I feel like, even if my 5K's have not been a huge successes as far as my stats are concerned, they have been very instrumental in teaching me what I need to work on:
~It's very hard for me to gage my speed, when I'm not on the tread mill, with the numbers right in front of me. It's funny, cuz on that treadmill I feel like I'm running super fast, like I'm hauling ass!! You get outside and find out that is not true, AT ALL!! You feel like you are going turtle speed, it takes forever to get anywhere.
~I don't like standing around with a bunch of athletes. I feel like people might be judging me, which is weird cuz I've never really given half a crap about what anybody thinks of me. But, you get there, in their world, and you feel like everyone is staring at the fat girl in the tight running shirt, wondering what the Hell she thinks she's gonna do!! And really what do I care what they think!! Why would it matter what they are thinking, this is about me, NOT them, so I need to get over my self-consciousness, and focus on what I'm there for.

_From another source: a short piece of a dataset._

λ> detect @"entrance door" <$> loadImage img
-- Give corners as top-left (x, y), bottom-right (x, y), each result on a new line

~It's hard for me to focus my mind on the things I should be focusing on, when I'm outside. I'm not sure what this was all about but I couldn't focus on the music, I couldn't focus on my feet, and how I was running. My mind was just everywhere. And some of the time it was telling me how stupid this was, and that I couldn't go any farther.
~I learned that your body hurts in different places when you run outside. My lower back started to hurt. And my shins hurt, a lot, the next day.

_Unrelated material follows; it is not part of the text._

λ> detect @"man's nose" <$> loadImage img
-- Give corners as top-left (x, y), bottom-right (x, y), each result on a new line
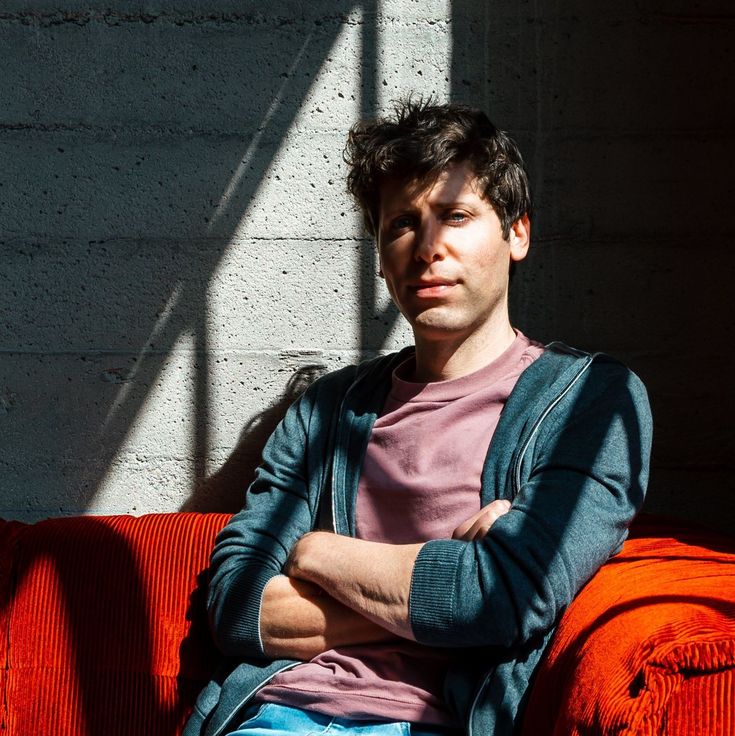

~I think it might be useful to know the course in advance and if I am able, walk it, the day before.
Soooo. In an effort to try and make lemonade out of lemons. I decided it was time to take the knowledge I had gained from running these 2- 5K's, and put it to good use. I will start running outside several times per week, and try to get my issues in check!!!

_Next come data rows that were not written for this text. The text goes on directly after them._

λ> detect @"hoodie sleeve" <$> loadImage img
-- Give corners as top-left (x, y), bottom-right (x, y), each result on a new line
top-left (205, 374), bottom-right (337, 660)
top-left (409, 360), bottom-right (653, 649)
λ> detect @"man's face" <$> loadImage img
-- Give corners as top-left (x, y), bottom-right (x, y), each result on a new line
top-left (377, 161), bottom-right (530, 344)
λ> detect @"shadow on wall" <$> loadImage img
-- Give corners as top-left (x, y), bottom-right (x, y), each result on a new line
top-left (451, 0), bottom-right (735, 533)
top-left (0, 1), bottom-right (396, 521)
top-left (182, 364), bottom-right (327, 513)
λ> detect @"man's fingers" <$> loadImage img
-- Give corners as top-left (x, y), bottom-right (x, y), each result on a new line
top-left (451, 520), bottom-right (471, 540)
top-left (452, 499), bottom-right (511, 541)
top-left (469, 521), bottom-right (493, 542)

Today, I went for a run outside. Not sure the whole neighborhood is thrilled about watching a fat chick and her chubby dog waddle past at 6AM but there we were. I'm sure that we've all witnessed stranger things in this 'hood!! All in all it was a pretty good walk/run, even if it was short. Gotta work out some details about where to travel that equals 3.1 miles, but for today I did 1.89miles in about 30 minutes. The time seemed to go pretty fast, which makes it official, my attention span is 30 minutes and NO longer. That means I've gotta find a way to get my race pace up to 6pmh. Along the way we saw a cute grey kitty, a bunch of deer, including a couple little bucks. And the CROWS, the wonderful crows!!! I'm not sure how many crows it takes to make it a murder of crows, {but since " A Murder of Crows" is a cool thing to say, I'm gonna say that 8 is enough to equal a murder!!} and there they were, a murder of crows {8} of them waiting in the middle of the road, just as a rounded a corner and was about to start my jog again. There they were, waiting for me!!! They all flew up to the power line and Caw'ed to me, urging me on. Telling me I could do it, that they were proud of me, that I was making great changes in my life. Well, at least that's what I believe they were doing there. Could be they smelled a heart attack waiting to happen, and they were there to pick my carcass clean after I dropped over dead. But I prefer to believe crows are awesome birds, that are there for really cool reasons. And can I just say it's been forever since I've seen the crows while walking. I saw them a lot while walking down the country roads, and when I first started at the gym, I saw one everyday for the first week, perched in the same tree, cawing to me. So today was a wonderful surprise, seeing them all on my walk/run, I've missed the crows!!! And today, for the first time, I loathed running just a little bit less!!!
I'm off to run outside again tomorrow AM...
OH and BTW, it seems I was off on the countdown. The REAL DEAL 5K is much sooner than I thought. It's now less than 5 weeks away!!! HOLY CRAP!!!